Quick Facts
Brand Safety
In the hot seat:
72% of CMOs feel pressure from brand safety issues
The fuse:
YouTube lost 5% of advertisers in April due to brand safety concern
The bottom line:
77% of brand marketers believe brand safety impacts ROI
Taking action:
91% of digital marketers are implementing or planning brand-safe strategies
This year, for the first time, some of the world's biggest advertisers fully grasped just how little control they have over their brands once they've been unleashed into the digital media ecosystem. Brand safety is about more than ads on YouTube showing up next to content spewing hate speech and violence, although McDonald's, L'Oreal and others realized earlier this year that such ad placement is a widespread problem.
These revelations brought the brand safety issue into the spotlight and resulted in advertisers and agencies diverting their spend away from YouTube and other platforms. The intractability of brand safety and the ways it's already impacted budget allocation and engagement strategy are what catapults this issue to the top of a long list of controversies facing digital marketing in 2017.
Concern over the lack of transparency in digital media is closely related to brand safety. However, while some marketers are mostly concerned about standardizing metrics so they can drive their return on investment, others are looking at the quality of the digital media experience for consumers and brands and wondering if it's even possible to fix what's broken, like the lack of context in programmatic buying, so-called zombie sites and bot traffic.

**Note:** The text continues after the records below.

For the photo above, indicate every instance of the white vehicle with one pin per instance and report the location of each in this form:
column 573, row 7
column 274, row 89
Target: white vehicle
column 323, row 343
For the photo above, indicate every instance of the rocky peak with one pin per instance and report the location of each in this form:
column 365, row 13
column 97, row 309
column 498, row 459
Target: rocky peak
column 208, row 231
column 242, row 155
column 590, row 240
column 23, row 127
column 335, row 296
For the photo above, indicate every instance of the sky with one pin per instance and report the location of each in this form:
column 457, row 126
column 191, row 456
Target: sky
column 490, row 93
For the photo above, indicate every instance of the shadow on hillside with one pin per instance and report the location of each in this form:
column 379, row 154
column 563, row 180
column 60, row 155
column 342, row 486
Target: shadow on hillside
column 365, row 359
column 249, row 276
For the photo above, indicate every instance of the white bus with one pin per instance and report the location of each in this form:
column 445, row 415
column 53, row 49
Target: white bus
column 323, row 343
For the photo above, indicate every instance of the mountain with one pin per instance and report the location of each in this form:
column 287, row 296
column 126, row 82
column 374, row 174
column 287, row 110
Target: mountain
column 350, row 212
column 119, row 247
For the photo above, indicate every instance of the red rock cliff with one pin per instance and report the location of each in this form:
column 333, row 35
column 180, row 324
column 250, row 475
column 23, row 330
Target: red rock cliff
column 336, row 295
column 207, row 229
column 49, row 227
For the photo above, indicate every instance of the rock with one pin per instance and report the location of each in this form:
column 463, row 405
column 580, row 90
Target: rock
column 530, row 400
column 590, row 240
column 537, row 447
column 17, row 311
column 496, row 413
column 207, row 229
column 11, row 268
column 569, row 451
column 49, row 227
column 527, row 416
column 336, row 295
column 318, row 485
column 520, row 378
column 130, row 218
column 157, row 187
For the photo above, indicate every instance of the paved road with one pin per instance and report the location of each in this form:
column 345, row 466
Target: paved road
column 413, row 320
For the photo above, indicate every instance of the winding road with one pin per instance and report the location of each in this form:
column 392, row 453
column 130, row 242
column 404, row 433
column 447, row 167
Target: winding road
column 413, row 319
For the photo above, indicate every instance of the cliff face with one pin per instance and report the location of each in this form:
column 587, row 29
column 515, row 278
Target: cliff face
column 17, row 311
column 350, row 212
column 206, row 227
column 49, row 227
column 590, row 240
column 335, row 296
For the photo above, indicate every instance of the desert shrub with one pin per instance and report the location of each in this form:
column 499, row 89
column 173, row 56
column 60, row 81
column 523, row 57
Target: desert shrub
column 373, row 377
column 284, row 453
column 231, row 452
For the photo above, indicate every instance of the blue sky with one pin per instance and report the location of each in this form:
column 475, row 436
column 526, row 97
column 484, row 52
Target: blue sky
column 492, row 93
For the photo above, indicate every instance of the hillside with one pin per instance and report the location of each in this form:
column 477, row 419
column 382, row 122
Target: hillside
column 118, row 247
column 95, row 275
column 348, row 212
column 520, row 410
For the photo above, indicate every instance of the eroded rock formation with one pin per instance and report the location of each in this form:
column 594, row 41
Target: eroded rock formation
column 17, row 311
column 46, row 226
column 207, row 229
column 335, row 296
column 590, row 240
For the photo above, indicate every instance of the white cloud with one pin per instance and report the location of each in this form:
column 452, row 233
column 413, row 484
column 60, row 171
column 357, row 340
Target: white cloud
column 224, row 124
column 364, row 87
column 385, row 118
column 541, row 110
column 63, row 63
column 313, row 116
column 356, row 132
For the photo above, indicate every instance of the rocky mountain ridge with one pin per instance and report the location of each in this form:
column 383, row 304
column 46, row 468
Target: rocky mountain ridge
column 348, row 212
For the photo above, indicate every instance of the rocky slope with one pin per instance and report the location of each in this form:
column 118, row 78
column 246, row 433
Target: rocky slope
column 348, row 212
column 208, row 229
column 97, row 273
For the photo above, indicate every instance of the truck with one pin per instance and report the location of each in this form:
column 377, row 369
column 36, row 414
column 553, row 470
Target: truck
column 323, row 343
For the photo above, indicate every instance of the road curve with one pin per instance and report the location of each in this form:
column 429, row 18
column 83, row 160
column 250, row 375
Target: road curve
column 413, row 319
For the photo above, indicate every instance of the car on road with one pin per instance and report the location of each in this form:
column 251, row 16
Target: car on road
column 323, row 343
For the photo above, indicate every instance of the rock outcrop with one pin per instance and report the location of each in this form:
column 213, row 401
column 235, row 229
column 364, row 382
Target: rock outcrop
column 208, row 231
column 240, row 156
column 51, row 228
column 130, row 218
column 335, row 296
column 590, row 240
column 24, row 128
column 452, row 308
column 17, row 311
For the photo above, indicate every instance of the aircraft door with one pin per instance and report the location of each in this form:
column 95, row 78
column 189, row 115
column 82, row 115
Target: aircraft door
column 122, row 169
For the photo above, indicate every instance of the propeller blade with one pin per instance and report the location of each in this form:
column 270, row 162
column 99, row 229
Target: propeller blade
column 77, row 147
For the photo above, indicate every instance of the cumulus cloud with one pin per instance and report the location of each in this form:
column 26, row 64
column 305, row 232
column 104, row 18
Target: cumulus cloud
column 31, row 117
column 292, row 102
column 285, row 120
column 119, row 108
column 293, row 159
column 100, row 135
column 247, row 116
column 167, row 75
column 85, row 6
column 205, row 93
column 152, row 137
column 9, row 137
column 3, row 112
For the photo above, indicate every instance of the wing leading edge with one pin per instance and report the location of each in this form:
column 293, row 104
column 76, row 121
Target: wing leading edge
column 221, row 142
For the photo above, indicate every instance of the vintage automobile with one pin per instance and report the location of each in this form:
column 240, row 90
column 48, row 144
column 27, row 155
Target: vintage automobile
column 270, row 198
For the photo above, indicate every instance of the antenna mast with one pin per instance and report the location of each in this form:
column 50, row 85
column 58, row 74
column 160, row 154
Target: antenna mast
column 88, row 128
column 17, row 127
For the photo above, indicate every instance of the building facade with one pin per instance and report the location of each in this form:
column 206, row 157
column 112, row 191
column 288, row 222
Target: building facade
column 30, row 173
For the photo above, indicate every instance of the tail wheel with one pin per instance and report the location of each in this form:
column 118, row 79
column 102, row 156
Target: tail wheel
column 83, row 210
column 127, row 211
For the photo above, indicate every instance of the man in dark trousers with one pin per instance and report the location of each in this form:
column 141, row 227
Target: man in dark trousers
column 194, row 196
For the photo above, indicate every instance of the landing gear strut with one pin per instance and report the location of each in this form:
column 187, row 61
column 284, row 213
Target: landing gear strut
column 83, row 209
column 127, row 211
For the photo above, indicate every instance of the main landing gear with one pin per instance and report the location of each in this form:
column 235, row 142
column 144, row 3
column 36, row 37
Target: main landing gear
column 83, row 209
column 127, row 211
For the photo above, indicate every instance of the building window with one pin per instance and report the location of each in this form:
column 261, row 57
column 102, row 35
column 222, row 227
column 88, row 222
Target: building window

"I think that marketing as an industry needs to take a good look at itself and really question: am I truly, truly, truly a competitive value proposition such that I am a provider to the industry?" Andy Main, head of Deloitte Digital, told Marketing Dive. "A lot of it hasn't been reinvented for decades and people are running out of juice on old business models that are so antiquated that people are just running away from them."
Rebuilding trust
It's going to be difficult to rebuild the trust that has been lost between brands and some digital marketing practitioners who spent money with abandon when growth was skyrocketing because it was exciting. Those practitioners didn’t understand — or possibly care — about the consequences and no one was stopping them. For them, it was and possibly remains a numbers game.
But for brands, even just a few badly placed ads can result in a significant backlash. With digital marketing now the largest marketing segment by spend even as results have flat-lined, brands are taking a harder look at their investments and not liking what they see in many cases.
Digital platforms like Facebook, Twitter and others face a tough challenge winning back consumers' confidence, with recent research showing trust in social media brands has taken the biggest hit from reports about fake news compared to other channels.
Broken trust in the digital media supply chain has also opened up competition in the space, with digital platforms, agencies and consultancies all chasing after brands with promises of fixing their problems. In the short term, marketers are placing their bets on tactics where they have more control, like branded video and influencer marketing.
Digital lost some of its shine this year for sure, but the increased push for scrutiny and transparency is what this medium needs to help legitimize the parts of it that are actually effective.
—Chris Bellinger, VP of Concepting and Digital, The Marketing Arm
Gaining control
Longer term, there is a movement toward giving brands more control over where their ads appear through in-house shops, private marketplaces, putting greater emphasis on the context of ad placement and more policing of content. However, it's clear that the latter, at least, is likely to be a tough problem to overcome.
"Digital lost some of its shine this year for sure, but the increased push for scrutiny and transparency is what this medium needs to help legitimize the parts of it that are actually effective," Chris Bellinger, VP of concepting and digital at The Marketing Arm, told Marketing Dive.
Looking Forward
Blockchain technology, by building in accountability across media partners, is one possible solution for issues around media quality and brand safety. This along with AI and other technologies are bringing the elusive promise of one-to-one marketing closer to reality, which in theory would help brands better ensure that their messages are getting in front of the right person at the right time.